В Ольге Синевской мне нравилось всё: и её маленький прихотливый рот, и её чуть вздёрнутый нос, и её сверкающие карими звёздочками глаза, и её банты, всегда такие роскошные, нарядные, и её платья, казавшиеся мне почему-то не такими, как у других девочек. Она частенько носила светлое и кружевное, и я дразнил её бабочкой, а она притворялась обиженной:
– Я не бабочка, а девочка Оля, вот такушки! – Однако не могла побороть расцветавшую на её лице улыбку.
Как-то раз, разгуливая по оврагу, мы с ней выбрели к заброшенному старому дому. Здесь когда-то жила одинокая, загадочная старуха Строганова; рассказывали, что она была весьма скаредная и зажиточная, что после её кончины деньги и золото остались лежать где-то в доме и что каждую ночь в нём кто-то до ныне прохаживается со свечой, – поговаривали, мол, дух старухи оберегает добро. Мы, дети, побаивались её дома, вечерами зачастую обходили его сторонкой, но иногда днём ватагой забирались вовнутрь – там, увы, было пусто и сыро.
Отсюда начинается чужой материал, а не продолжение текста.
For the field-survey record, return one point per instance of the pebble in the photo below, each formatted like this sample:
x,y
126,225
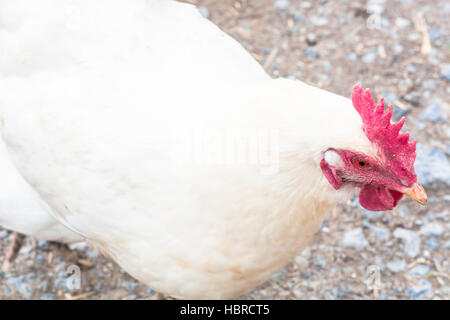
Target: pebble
x,y
429,84
354,238
204,12
47,296
396,265
129,286
410,239
310,53
352,56
42,244
298,17
412,97
445,72
432,243
319,21
422,290
410,68
433,112
431,165
381,233
435,34
320,261
375,6
432,229
420,270
370,56
26,250
311,39
281,4
343,291
371,215
398,49
402,22
447,245
404,210
306,5
3,234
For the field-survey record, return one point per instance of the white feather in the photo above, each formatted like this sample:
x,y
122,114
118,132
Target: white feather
x,y
89,112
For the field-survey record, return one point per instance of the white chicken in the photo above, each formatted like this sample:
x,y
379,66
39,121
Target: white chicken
x,y
103,107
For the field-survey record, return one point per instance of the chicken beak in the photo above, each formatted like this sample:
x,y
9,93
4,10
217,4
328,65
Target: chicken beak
x,y
417,193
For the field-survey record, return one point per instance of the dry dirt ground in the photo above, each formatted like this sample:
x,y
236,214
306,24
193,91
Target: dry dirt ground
x,y
400,49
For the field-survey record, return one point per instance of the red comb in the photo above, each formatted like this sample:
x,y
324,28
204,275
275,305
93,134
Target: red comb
x,y
379,129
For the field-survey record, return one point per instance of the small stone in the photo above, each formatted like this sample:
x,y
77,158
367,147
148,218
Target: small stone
x,y
414,36
410,239
354,238
422,290
431,165
47,296
352,56
26,250
445,72
319,21
420,270
381,233
404,210
320,261
375,6
398,49
310,53
412,97
129,286
396,265
311,39
204,12
432,243
435,34
281,4
432,229
298,17
3,234
371,215
447,245
370,56
410,68
42,244
402,22
306,5
433,112
430,84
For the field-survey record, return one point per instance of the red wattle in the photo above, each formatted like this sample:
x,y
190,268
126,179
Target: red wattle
x,y
378,198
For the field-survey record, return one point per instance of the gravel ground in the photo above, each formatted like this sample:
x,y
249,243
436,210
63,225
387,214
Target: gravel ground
x,y
400,49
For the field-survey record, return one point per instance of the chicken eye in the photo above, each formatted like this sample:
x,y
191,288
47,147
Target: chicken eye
x,y
361,163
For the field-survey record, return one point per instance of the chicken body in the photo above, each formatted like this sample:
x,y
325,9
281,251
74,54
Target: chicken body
x,y
92,110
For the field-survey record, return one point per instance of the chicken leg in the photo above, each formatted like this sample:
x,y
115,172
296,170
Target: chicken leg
x,y
14,247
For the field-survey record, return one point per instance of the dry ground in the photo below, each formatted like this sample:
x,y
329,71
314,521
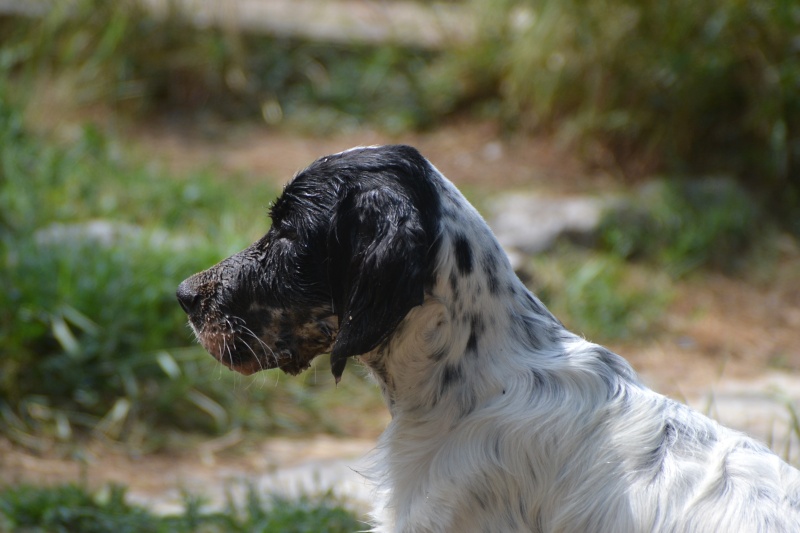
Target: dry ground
x,y
718,328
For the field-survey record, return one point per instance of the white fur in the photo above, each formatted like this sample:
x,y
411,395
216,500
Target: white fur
x,y
543,431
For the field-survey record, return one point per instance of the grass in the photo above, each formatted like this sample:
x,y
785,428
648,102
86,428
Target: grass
x,y
92,247
70,508
685,225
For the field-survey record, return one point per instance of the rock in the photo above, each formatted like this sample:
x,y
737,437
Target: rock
x,y
527,224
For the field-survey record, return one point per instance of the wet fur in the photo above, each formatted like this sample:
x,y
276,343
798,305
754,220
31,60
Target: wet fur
x,y
502,420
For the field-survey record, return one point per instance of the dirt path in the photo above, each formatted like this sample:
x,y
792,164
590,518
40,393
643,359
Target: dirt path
x,y
730,347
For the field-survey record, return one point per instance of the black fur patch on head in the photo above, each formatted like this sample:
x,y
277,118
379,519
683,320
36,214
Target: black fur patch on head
x,y
490,269
463,252
354,237
450,374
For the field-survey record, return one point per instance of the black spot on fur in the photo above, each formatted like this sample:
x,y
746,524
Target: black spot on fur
x,y
538,380
439,354
472,342
490,268
463,252
655,458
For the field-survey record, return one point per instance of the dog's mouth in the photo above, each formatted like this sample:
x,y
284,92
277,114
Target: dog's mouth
x,y
292,349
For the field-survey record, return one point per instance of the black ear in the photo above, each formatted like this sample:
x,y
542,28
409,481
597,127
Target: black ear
x,y
377,249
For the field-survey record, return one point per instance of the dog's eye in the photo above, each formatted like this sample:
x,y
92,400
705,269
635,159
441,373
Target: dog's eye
x,y
287,233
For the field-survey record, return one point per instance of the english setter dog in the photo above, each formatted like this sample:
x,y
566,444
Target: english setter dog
x,y
502,420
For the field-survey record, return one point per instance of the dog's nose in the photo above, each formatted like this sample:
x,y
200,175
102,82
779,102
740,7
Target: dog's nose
x,y
187,296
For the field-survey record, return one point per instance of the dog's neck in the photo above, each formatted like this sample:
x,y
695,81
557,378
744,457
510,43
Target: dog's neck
x,y
453,353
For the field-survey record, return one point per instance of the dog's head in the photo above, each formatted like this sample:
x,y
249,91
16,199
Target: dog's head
x,y
348,254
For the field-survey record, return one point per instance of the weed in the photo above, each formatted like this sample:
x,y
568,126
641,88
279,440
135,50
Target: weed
x,y
70,508
598,295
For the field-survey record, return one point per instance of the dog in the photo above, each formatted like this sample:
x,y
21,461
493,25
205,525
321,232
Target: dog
x,y
502,419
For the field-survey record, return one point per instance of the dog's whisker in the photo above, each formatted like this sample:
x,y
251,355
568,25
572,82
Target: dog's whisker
x,y
501,418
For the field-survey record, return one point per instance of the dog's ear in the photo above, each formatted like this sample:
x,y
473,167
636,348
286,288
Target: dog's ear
x,y
377,249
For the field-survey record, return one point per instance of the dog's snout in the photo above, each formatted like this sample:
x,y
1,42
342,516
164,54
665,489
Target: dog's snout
x,y
187,296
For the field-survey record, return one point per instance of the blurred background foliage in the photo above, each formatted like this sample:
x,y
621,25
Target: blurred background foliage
x,y
94,241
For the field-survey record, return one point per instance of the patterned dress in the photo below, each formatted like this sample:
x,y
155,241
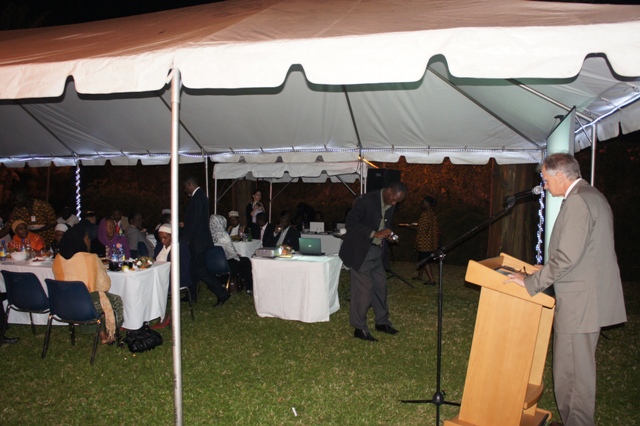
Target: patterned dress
x,y
427,233
43,214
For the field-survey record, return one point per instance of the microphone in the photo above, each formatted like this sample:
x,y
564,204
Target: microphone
x,y
511,199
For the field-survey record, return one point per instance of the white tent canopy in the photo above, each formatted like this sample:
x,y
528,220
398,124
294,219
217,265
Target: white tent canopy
x,y
289,80
318,172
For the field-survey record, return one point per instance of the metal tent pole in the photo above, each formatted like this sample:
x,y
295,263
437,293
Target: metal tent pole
x,y
175,247
593,154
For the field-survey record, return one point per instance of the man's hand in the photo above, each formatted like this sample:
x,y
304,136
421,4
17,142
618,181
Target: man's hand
x,y
517,278
385,233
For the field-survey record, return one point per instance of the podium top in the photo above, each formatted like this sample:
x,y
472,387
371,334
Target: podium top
x,y
492,273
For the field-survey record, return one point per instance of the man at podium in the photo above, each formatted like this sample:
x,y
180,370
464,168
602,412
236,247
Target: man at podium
x,y
582,268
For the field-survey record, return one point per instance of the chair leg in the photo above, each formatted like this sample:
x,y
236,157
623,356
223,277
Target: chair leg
x,y
95,342
46,337
33,327
6,322
118,338
193,318
72,334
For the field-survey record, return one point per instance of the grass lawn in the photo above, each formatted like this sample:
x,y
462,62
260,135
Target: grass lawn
x,y
241,369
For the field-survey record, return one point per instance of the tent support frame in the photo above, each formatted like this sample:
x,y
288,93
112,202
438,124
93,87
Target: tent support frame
x,y
176,85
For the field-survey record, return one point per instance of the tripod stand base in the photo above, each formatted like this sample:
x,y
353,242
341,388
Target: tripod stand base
x,y
391,274
438,400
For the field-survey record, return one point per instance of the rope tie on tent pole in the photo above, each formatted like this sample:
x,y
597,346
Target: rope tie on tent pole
x,y
540,243
78,200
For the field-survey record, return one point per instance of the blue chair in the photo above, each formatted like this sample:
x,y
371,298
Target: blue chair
x,y
142,249
24,294
70,302
217,263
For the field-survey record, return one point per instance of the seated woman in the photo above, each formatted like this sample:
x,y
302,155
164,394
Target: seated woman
x,y
74,263
163,254
109,238
58,233
24,237
239,266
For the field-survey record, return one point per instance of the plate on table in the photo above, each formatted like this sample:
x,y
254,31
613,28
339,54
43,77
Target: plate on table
x,y
39,261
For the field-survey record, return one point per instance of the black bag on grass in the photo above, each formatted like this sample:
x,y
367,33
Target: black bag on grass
x,y
143,339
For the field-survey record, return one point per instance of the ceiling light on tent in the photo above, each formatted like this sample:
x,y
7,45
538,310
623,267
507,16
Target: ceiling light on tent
x,y
78,199
539,243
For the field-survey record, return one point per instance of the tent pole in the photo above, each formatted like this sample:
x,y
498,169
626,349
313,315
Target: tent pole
x,y
206,173
270,198
175,247
48,182
593,153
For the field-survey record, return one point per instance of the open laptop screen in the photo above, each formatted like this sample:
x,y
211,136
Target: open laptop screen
x,y
310,246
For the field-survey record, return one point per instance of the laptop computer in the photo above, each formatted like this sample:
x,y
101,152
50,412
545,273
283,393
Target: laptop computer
x,y
310,246
317,227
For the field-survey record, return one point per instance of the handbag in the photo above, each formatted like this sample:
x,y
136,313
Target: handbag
x,y
143,339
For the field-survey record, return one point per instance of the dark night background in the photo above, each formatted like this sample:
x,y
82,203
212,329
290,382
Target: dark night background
x,y
463,192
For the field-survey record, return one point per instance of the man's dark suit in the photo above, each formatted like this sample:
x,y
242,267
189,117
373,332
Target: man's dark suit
x,y
367,261
268,231
292,239
196,233
583,269
185,266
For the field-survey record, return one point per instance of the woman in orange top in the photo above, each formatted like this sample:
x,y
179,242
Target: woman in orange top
x,y
74,263
23,236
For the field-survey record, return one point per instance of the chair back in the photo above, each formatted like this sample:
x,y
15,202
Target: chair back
x,y
217,260
142,249
25,291
70,301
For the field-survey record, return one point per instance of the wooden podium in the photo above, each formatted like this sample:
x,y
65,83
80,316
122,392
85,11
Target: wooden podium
x,y
509,349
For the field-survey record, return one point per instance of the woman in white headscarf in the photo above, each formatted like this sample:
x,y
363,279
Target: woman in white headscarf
x,y
239,266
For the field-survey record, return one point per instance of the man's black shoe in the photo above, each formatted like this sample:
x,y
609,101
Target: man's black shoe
x,y
364,335
386,329
222,300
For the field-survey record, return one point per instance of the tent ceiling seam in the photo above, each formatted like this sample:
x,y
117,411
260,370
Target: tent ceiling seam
x,y
46,128
186,129
353,118
483,107
548,98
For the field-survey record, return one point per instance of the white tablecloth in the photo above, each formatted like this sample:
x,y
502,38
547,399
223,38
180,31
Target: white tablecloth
x,y
247,248
143,292
303,288
330,245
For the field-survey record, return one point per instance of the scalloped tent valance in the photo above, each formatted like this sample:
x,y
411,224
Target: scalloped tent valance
x,y
294,79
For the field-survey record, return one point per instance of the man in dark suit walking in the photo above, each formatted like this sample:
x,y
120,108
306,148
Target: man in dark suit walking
x,y
364,251
284,234
262,230
583,270
198,236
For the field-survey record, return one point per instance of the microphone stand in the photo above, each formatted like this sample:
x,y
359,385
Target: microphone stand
x,y
438,397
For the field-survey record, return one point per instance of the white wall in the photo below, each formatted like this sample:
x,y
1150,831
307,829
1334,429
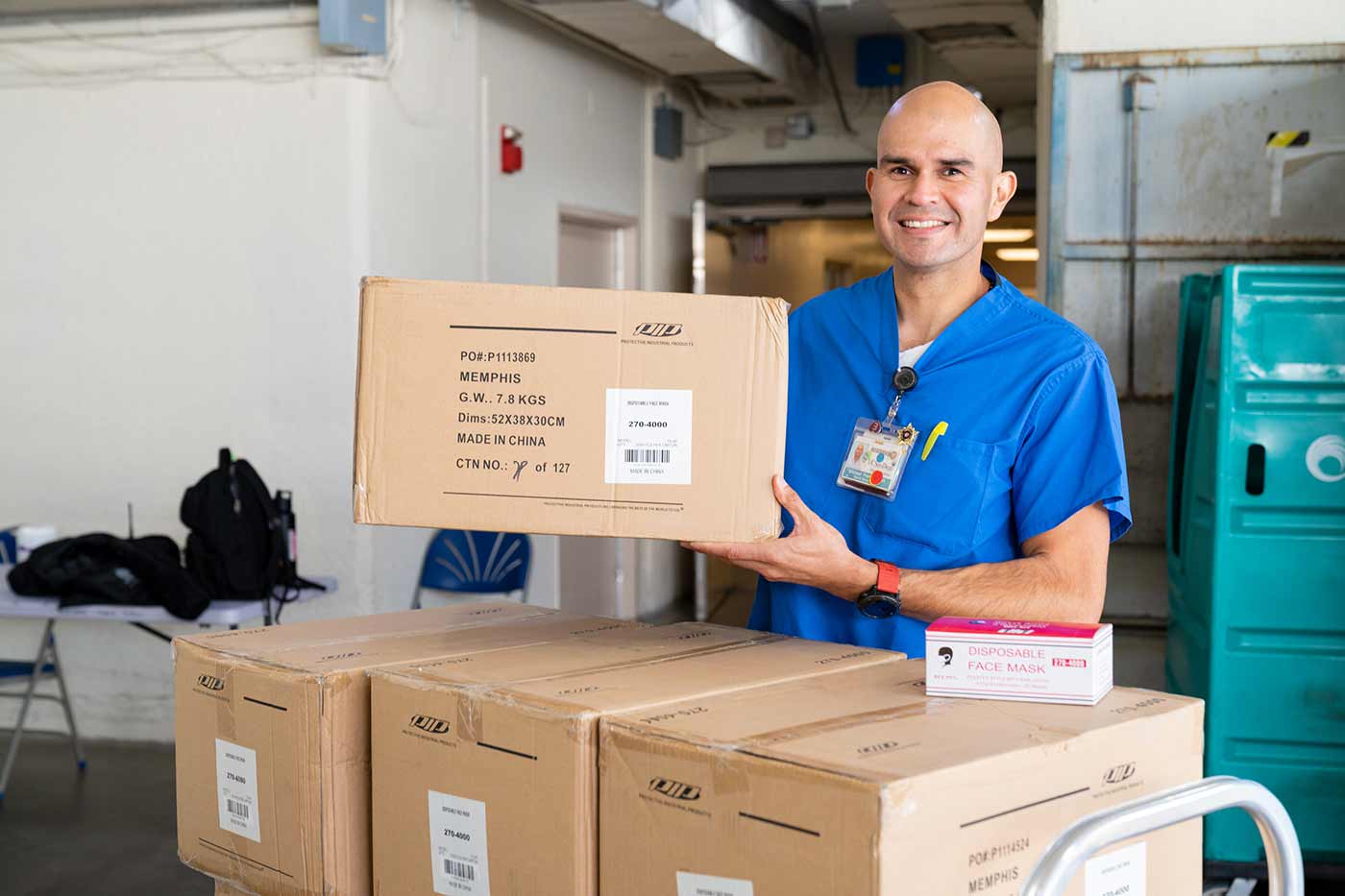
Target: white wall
x,y
181,255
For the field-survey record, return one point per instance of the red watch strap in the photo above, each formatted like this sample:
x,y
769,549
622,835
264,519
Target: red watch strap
x,y
890,579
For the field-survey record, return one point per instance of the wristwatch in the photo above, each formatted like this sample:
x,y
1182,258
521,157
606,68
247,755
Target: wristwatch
x,y
884,599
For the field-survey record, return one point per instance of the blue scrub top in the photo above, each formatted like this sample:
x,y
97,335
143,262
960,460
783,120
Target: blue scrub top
x,y
1033,436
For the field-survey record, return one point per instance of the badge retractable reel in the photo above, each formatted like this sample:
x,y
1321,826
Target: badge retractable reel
x,y
880,449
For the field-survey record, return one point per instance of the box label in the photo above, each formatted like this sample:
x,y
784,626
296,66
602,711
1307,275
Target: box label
x,y
235,775
457,845
689,884
1120,872
648,436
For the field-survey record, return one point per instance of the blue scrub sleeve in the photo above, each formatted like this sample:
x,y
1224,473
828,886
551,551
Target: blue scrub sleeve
x,y
760,617
1072,452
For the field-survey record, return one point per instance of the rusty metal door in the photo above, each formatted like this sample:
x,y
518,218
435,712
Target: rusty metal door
x,y
1159,170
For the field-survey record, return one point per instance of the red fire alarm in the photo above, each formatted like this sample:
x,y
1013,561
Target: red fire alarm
x,y
511,154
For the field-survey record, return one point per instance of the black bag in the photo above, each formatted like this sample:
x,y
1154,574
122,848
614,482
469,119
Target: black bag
x,y
235,545
105,569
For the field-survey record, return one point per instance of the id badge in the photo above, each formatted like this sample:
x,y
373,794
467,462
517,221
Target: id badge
x,y
877,458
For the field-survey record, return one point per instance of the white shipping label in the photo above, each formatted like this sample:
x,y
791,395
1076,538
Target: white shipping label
x,y
689,884
457,845
1116,873
235,774
648,436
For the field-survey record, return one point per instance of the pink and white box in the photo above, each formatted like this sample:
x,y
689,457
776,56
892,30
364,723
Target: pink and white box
x,y
1001,660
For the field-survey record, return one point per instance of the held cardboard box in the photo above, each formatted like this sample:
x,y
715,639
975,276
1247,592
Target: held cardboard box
x,y
575,412
272,736
860,785
1031,661
486,779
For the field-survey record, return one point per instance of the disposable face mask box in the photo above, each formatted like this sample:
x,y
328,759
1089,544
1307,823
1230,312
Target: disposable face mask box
x,y
486,772
1032,661
575,412
860,785
272,736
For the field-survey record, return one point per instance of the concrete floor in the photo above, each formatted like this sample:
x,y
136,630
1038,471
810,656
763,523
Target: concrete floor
x,y
110,831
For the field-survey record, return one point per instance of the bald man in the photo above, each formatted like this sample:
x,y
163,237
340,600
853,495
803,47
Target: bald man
x,y
954,448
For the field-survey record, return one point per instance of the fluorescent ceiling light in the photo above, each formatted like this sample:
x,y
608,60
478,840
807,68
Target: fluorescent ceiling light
x,y
1009,234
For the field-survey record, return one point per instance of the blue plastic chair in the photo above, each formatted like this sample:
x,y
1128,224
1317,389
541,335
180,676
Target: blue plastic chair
x,y
477,563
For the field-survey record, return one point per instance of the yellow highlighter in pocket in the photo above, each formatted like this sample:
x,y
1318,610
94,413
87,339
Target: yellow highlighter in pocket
x,y
934,436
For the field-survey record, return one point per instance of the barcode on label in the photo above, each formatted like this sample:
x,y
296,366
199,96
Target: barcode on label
x,y
459,869
648,456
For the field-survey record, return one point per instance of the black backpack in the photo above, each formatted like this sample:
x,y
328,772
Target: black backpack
x,y
235,546
105,569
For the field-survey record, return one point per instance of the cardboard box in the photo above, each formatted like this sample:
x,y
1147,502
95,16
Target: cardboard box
x,y
493,787
860,785
272,729
575,412
1031,661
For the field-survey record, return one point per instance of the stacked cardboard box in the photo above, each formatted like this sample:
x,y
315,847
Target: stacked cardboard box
x,y
860,785
486,774
272,729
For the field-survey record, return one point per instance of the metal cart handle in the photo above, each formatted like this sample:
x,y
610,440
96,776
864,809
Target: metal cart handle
x,y
1092,833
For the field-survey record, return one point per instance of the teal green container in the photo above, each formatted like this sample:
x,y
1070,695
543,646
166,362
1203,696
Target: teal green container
x,y
1257,543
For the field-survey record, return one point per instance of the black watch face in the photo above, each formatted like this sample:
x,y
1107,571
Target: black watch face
x,y
877,606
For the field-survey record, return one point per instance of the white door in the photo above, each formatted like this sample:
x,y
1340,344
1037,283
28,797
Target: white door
x,y
592,574
588,254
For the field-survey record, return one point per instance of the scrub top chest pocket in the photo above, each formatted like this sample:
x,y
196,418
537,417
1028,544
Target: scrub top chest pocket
x,y
942,498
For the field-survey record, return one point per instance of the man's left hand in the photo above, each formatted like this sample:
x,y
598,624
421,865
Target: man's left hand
x,y
813,554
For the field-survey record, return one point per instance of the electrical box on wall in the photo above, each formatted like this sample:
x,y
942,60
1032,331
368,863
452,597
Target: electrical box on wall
x,y
353,26
880,61
668,132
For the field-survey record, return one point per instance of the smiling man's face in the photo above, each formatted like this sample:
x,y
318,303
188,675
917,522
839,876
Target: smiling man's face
x,y
938,181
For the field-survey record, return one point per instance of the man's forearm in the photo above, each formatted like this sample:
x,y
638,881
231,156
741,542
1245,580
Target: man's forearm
x,y
1031,588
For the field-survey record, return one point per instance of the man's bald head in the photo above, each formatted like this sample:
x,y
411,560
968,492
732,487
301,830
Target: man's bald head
x,y
939,180
951,109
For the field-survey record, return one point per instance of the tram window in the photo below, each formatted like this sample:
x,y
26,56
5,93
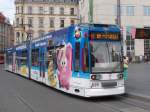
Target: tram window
x,y
85,58
51,61
77,57
23,57
35,57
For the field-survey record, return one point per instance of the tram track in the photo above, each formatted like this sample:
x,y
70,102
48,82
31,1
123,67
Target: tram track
x,y
123,104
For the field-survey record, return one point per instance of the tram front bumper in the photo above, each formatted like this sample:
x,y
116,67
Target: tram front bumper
x,y
104,92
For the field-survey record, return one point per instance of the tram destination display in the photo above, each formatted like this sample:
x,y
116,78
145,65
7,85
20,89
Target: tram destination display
x,y
142,33
105,36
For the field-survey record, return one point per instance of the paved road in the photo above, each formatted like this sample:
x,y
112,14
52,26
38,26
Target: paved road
x,y
139,79
18,94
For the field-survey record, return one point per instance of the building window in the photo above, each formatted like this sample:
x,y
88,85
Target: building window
x,y
41,10
146,10
30,21
71,11
41,22
29,10
72,22
62,11
61,23
130,10
41,33
51,22
17,22
51,10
Ольгу, помню, вечно-то тянуло в какие-нибудь тёмные, таинственные углы, во всякие чуланы и сараи, и в глубине души я восхищался её какой-то недевчоночьей смелости. И вот сегодня – что же она опять? Предложила, отчаянная голова, зайти в строгановский двор! Я со скрипом и без грамма желания последовал за ней. Очень, скажу честнее, трусовато робел: вдруг покойница покажется или черти выскочат. Налетят, утянут, загрызут! Однако видел твёрдость Ольги и бодрился, как мог, – насвистывал, с ленцой покидывал в ставни камушки. Но как начинало колотиться моё сердце, когда я слышал какой-нибудь подозрительный звук, который, как мне мерещилось, доносился из дома, из его мрачных, хладных глубин.